Eu estava tomando um café no Mercato del Levante, em Bari, quando uma amiga jornalista de São Paulo me mandou a captura de tela que já circula nos grupos de política e entretenimento do Brasil inteiro: Jim Caviezel, o mesmo que interpretou Jesus em “A Paixão de Cristo”, de Mel Gibson, aparece maquiado e caracterizado como Jair Bolsonaro nas imagens do set de “Dark Horse”, o longa que promete virar o maior debate cinematográfico do ano no país.

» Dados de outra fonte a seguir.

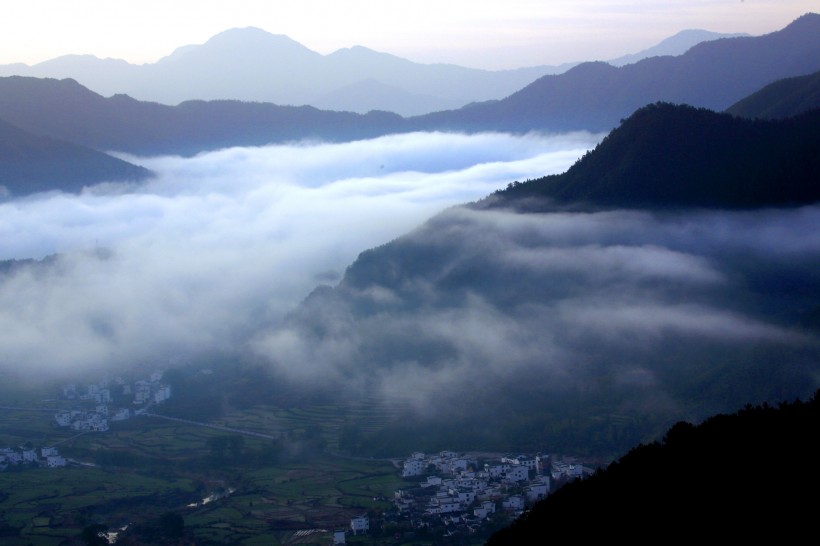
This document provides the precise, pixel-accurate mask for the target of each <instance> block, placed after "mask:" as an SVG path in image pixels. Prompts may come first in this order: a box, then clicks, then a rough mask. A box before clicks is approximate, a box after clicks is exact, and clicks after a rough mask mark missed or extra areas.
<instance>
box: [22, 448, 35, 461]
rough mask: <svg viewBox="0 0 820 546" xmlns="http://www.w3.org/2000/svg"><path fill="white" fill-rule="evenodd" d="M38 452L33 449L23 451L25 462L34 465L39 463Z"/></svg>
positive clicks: (23, 455)
mask: <svg viewBox="0 0 820 546" xmlns="http://www.w3.org/2000/svg"><path fill="white" fill-rule="evenodd" d="M37 459H39V457H37V452H36V451H34V450H33V449H24V450H23V460H24V461H25V462H27V463H34V462H37Z"/></svg>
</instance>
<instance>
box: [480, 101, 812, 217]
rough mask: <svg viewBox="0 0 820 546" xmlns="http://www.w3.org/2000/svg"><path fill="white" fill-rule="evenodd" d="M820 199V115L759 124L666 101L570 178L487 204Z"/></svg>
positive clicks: (499, 195)
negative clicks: (675, 104)
mask: <svg viewBox="0 0 820 546" xmlns="http://www.w3.org/2000/svg"><path fill="white" fill-rule="evenodd" d="M539 198H540V199H542V201H540V202H539V201H538V199H539ZM818 200H820V109H816V110H813V111H811V112H807V113H805V114H802V115H800V116H797V117H794V118H790V119H786V120H779V121H753V120H748V119H741V118H737V117H733V116H731V115H730V114H720V113H716V112H712V111H710V110H707V109H704V108H694V107H691V106H677V105H671V104H666V103H658V104H653V105H649V106H646V107H643V108H641V109H639V110H637V111H636V112H635V113H634V114H633V115H632V116H630V117H629V118H628V119H627V120H625V121H624V122H623V123H622V124H621V125H620V126H619V127H618V128H617V129H615V130H613V131H612V132H611V133H610V134H609V135H607V136H606V137H605V138H604V140H603V141H601V143H600V144H598V146H597V147H596V149H595V150H594V151H592V152H589V153H587V154H586V155H585V156H584V157H582V158H581V159H580V160H578V162H576V164H575V165H573V166H572V167H571V168H570V169H569V170H568V171H567V172H565V173H563V174H559V175H552V176H546V177H544V178H539V179H536V180H531V181H527V182H526V183H513V184H511V185H510V186H508V187H507V189H505V190H501V191H498V192H496V194H495V195H494V196H493V197H492V198H490V199H488V200H486V203H487V204H489V205H491V206H504V205H511V206H516V207H524V208H528V207H535V208H536V209H541V210H544V209H545V208H549V207H561V206H570V207H581V208H587V209H594V208H598V207H600V208H617V207H640V208H644V207H648V208H657V209H674V208H681V207H707V208H728V209H735V208H753V207H764V206H784V205H804V204H810V203H814V202H816V201H818Z"/></svg>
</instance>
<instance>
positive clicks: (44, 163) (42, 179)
mask: <svg viewBox="0 0 820 546" xmlns="http://www.w3.org/2000/svg"><path fill="white" fill-rule="evenodd" d="M150 176H151V172H150V171H149V170H147V169H145V168H143V167H139V166H137V165H133V164H131V163H128V162H126V161H122V160H120V159H117V158H115V157H111V156H110V155H107V154H104V153H101V152H98V151H96V150H92V149H90V148H86V147H83V146H78V145H76V144H71V143H69V142H64V141H59V140H56V139H53V138H49V137H41V136H36V135H32V134H30V133H27V132H25V131H23V130H21V129H18V128H17V127H15V126H13V125H11V124H9V123H6V122H4V121H2V120H0V188H4V189H5V191H4V192H2V194H0V195H3V196H4V197H20V196H24V195H29V194H32V193H37V192H42V191H50V190H55V189H59V190H61V191H67V192H77V191H80V190H82V189H83V187H85V186H90V185H92V184H97V183H100V182H138V181H141V180H144V179H146V178H148V177H150Z"/></svg>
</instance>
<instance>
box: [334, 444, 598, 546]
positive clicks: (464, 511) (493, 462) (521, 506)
mask: <svg viewBox="0 0 820 546" xmlns="http://www.w3.org/2000/svg"><path fill="white" fill-rule="evenodd" d="M400 467H401V476H402V477H403V478H405V479H408V480H414V481H416V483H417V485H416V486H414V487H410V488H404V489H399V490H397V491H396V492H395V493H394V496H393V499H392V504H393V508H392V509H391V510H389V511H387V512H385V513H384V514H382V516H381V517H382V521H381V522H380V525H381V528H382V529H383V530H387V529H390V530H391V532H395V533H396V534H399V535H401V536H402V537H403V538H405V539H408V540H409V539H412V538H414V537H415V536H416V535H426V536H457V535H470V534H475V533H477V532H479V531H480V530H481V529H482V527H484V526H486V525H489V524H491V523H499V524H501V523H506V522H509V521H512V520H513V519H515V518H517V517H518V516H520V515H521V514H523V513H524V511H525V510H527V509H528V508H529V507H531V506H532V505H533V504H534V503H536V502H538V501H539V500H541V499H543V498H545V497H546V496H547V495H549V494H550V491H552V490H554V489H556V488H557V487H560V486H561V485H563V484H564V483H567V482H569V481H572V480H574V479H576V478H583V477H585V476H588V475H590V474H591V473H592V472H593V469H592V468H590V467H587V466H584V465H583V464H581V463H580V462H579V461H577V460H575V459H574V458H562V459H559V458H558V457H557V456H552V455H550V456H546V455H542V454H540V453H539V454H535V455H523V454H522V455H515V456H483V457H480V456H470V455H467V454H463V453H455V452H453V451H441V452H439V453H437V454H435V455H427V454H424V453H421V452H416V453H413V454H412V455H411V456H410V457H409V458H407V459H406V460H404V461H403V462H402V463H401V464H400ZM370 530H371V521H370V516H369V515H368V514H360V515H357V516H355V517H353V518H351V520H350V528H349V532H350V533H352V534H353V535H359V534H368V533H369V532H370ZM347 532H348V531H347V530H337V531H336V532H335V533H334V535H333V544H335V545H338V544H344V543H345V535H346V533H347Z"/></svg>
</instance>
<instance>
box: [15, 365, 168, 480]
mask: <svg viewBox="0 0 820 546" xmlns="http://www.w3.org/2000/svg"><path fill="white" fill-rule="evenodd" d="M162 375H163V372H161V371H155V372H153V373H151V374H150V376H149V377H148V378H146V379H139V380H137V381H134V382H130V381H126V380H125V379H123V378H121V377H118V378H116V379H113V380H109V379H103V380H101V381H99V382H95V383H90V384H88V385H86V386H85V387H84V388H79V387H78V386H77V385H76V384H69V385H65V386H64V387H63V388H62V389H61V393H60V397H61V398H62V399H63V400H68V401H76V402H77V404H82V405H84V406H86V407H85V408H84V409H70V410H57V411H56V412H55V414H54V421H55V426H58V427H66V428H70V429H72V430H75V431H77V432H78V433H81V434H82V433H86V432H105V431H107V430H108V429H109V422H110V421H123V420H126V419H130V418H132V417H135V416H137V415H141V414H143V413H145V412H146V411H147V410H148V409H149V408H150V407H151V406H153V405H155V404H161V403H163V402H165V401H166V400H168V399H169V398H170V397H171V387H170V386H169V385H167V384H164V383H162ZM115 403H117V404H119V405H117V406H114V405H113V404H115ZM123 404H128V405H130V407H129V406H128V405H123ZM70 462H71V461H69V460H67V459H66V458H65V457H63V456H61V455H60V453H59V450H58V448H57V447H56V446H41V447H38V448H35V447H34V446H32V445H24V446H18V447H16V448H14V447H2V448H0V471H5V470H8V469H9V468H11V467H16V468H18V469H23V468H27V467H43V468H59V467H64V466H66V465H68V464H69V463H70Z"/></svg>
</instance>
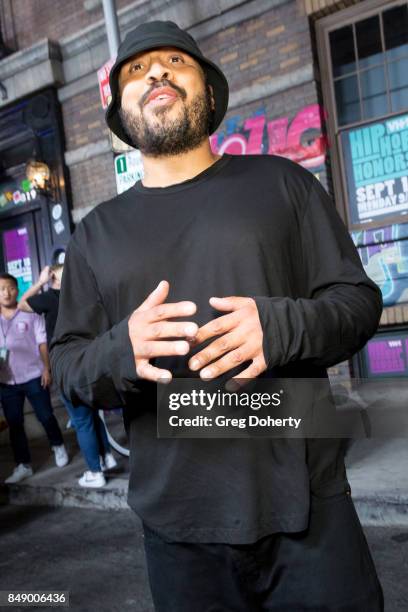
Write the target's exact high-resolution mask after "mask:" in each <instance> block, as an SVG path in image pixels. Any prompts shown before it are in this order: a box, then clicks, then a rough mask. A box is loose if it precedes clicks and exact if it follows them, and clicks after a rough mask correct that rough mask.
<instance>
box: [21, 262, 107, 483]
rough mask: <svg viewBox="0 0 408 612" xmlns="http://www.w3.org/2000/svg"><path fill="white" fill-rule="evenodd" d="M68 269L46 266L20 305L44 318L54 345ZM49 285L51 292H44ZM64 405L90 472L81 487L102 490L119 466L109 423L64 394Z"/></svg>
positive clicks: (41, 271) (28, 311)
mask: <svg viewBox="0 0 408 612" xmlns="http://www.w3.org/2000/svg"><path fill="white" fill-rule="evenodd" d="M63 269H64V266H63V265H62V264H57V265H54V266H46V267H45V268H44V269H43V270H42V271H41V274H40V276H39V279H38V281H37V282H36V283H34V284H33V285H32V286H31V287H30V288H29V289H27V291H26V292H25V293H24V295H22V296H21V299H20V301H19V303H18V308H19V310H22V311H23V312H36V313H37V314H39V315H44V317H45V326H46V330H47V342H48V345H49V344H50V343H51V338H52V336H53V335H54V329H55V324H56V322H57V316H58V306H59V295H60V289H61V279H62V273H63ZM47 284H49V285H50V287H49V289H48V290H47V291H44V292H42V293H40V290H41V289H42V288H43V287H44V286H45V285H47ZM61 399H62V402H63V404H64V406H65V408H66V410H67V412H68V414H69V416H70V418H71V423H72V425H73V427H74V429H75V432H76V435H77V440H78V444H79V447H80V449H81V451H82V454H83V456H84V459H85V461H86V463H87V466H88V469H87V470H85V472H84V473H83V475H82V476H81V477H80V478H79V480H78V484H79V486H80V487H85V488H91V489H98V488H101V487H104V486H105V485H106V478H105V475H104V471H106V470H110V469H112V468H114V467H116V466H117V462H116V459H115V457H114V456H113V454H112V452H111V447H110V444H109V440H108V436H107V433H106V428H105V424H104V422H103V421H102V419H101V418H100V416H99V413H98V410H97V408H92V407H90V406H84V405H82V406H76V407H75V408H74V407H73V405H72V404H71V402H70V401H69V400H67V398H66V397H64V395H61Z"/></svg>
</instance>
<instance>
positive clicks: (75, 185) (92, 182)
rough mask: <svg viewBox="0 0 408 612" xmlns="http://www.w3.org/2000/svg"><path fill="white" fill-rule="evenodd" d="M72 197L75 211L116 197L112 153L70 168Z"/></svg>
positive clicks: (115, 189) (107, 153) (115, 185)
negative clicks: (72, 197)
mask: <svg viewBox="0 0 408 612" xmlns="http://www.w3.org/2000/svg"><path fill="white" fill-rule="evenodd" d="M70 177H71V187H72V197H73V201H74V204H75V209H77V210H78V209H81V208H85V209H88V208H89V207H90V206H92V207H93V206H96V205H97V204H100V203H101V202H103V201H105V200H109V199H110V198H113V197H114V196H115V195H116V182H115V173H114V167H113V157H112V154H111V153H107V154H105V155H98V156H97V157H93V158H92V159H89V160H87V161H84V162H81V163H79V164H75V165H74V166H71V168H70Z"/></svg>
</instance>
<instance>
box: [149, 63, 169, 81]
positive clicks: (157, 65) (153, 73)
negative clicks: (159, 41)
mask: <svg viewBox="0 0 408 612" xmlns="http://www.w3.org/2000/svg"><path fill="white" fill-rule="evenodd" d="M146 77H147V79H148V81H149V82H150V83H151V82H154V81H161V80H163V79H168V80H170V78H171V70H170V68H169V67H168V66H166V65H164V64H163V63H162V62H161V61H160V60H153V62H152V63H151V65H150V68H149V70H148V72H147V75H146Z"/></svg>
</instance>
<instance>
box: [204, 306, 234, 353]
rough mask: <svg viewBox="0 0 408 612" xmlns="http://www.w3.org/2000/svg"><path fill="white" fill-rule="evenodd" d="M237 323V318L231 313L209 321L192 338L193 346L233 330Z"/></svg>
mask: <svg viewBox="0 0 408 612" xmlns="http://www.w3.org/2000/svg"><path fill="white" fill-rule="evenodd" d="M238 322H239V318H238V317H237V315H236V314H235V313H233V312H231V313H229V314H227V315H223V316H222V317H217V318H216V319H213V320H212V321H209V323H206V324H205V325H203V326H202V327H200V328H199V330H198V332H197V334H196V335H195V338H194V345H197V344H201V343H202V342H204V341H205V340H208V339H209V338H214V336H221V335H222V334H225V333H227V332H229V331H231V329H233V328H234V327H235V326H236V325H237V323H238Z"/></svg>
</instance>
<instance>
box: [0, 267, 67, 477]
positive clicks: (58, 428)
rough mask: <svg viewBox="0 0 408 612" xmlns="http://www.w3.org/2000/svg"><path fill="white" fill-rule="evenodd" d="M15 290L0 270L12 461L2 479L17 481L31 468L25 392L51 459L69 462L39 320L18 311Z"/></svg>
mask: <svg viewBox="0 0 408 612" xmlns="http://www.w3.org/2000/svg"><path fill="white" fill-rule="evenodd" d="M17 295H18V285H17V279H16V278H15V277H14V276H12V275H11V274H7V273H3V274H0V307H1V314H0V334H1V338H0V342H1V359H0V392H1V402H2V406H3V411H4V416H5V417H6V420H7V423H8V426H9V433H10V443H11V447H12V449H13V453H14V459H15V462H16V467H15V469H14V471H13V473H12V474H11V475H10V476H9V477H8V478H7V479H6V481H5V482H6V484H12V483H16V482H19V481H20V480H23V479H24V478H27V477H28V476H31V475H32V473H33V470H32V467H31V456H30V451H29V448H28V442H27V436H26V434H25V430H24V401H25V399H26V398H27V399H28V400H29V402H30V403H31V405H32V407H33V409H34V412H35V414H36V416H37V418H38V420H39V421H40V423H41V424H42V426H43V427H44V429H45V433H46V434H47V437H48V440H49V442H50V445H51V448H52V450H53V451H54V454H55V463H56V465H57V466H58V467H64V466H65V465H67V463H68V455H67V451H66V449H65V446H64V441H63V439H62V434H61V430H60V428H59V425H58V423H57V419H56V418H55V416H54V413H53V410H52V405H51V398H50V392H49V389H48V387H49V385H50V383H51V373H50V365H49V358H48V348H47V342H46V334H45V325H44V320H43V318H42V317H40V316H39V315H37V314H26V313H23V312H21V311H19V310H18V308H17Z"/></svg>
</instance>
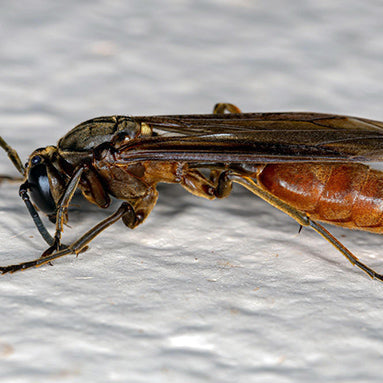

O filme está em pós-produção e já tem nome, sinopse e elenco registrados no IMDb, o principal banco de dados de cinema do mundo, além de cobertura extensa no Deadline, veículo de referência da indústria de Hollywood, e manchetes na CNN e no Yahoo. “Dark Horse” é dirigido por Cyrus Nowrasteh e tem roteiro assinado por Mário Frias, o ex-secretário de Cultura do governo Bolsonaro. A produção foi inteiramente filmada em inglês, com locações no Brasil e no México, e é apresentada como um thriller político centrado na campanha presidencial de 2018 e na facada em Juiz de Fora.

O lançamento está previsto para setembro deste ano. O projeto nasceu às escondidas: a produção confiscou celulares no set, montou esquema de segurança contra vazamentos e manteve Caviezel no Brasil por três meses. O diretor Nowrasteh descreveu o filme ao Deadline como “um thriller político sobre poder, mídia e fé sob pressão”. Quem produz é Eduardo Verástegui, o mesmo nome por trás de “Sound of Freedom”, que arrecadou 184 milhões de dólares nos Estados Unidos em 2023 e teve o Brasil como um de seus maiores mercados internacionais. A conta não é por acaso.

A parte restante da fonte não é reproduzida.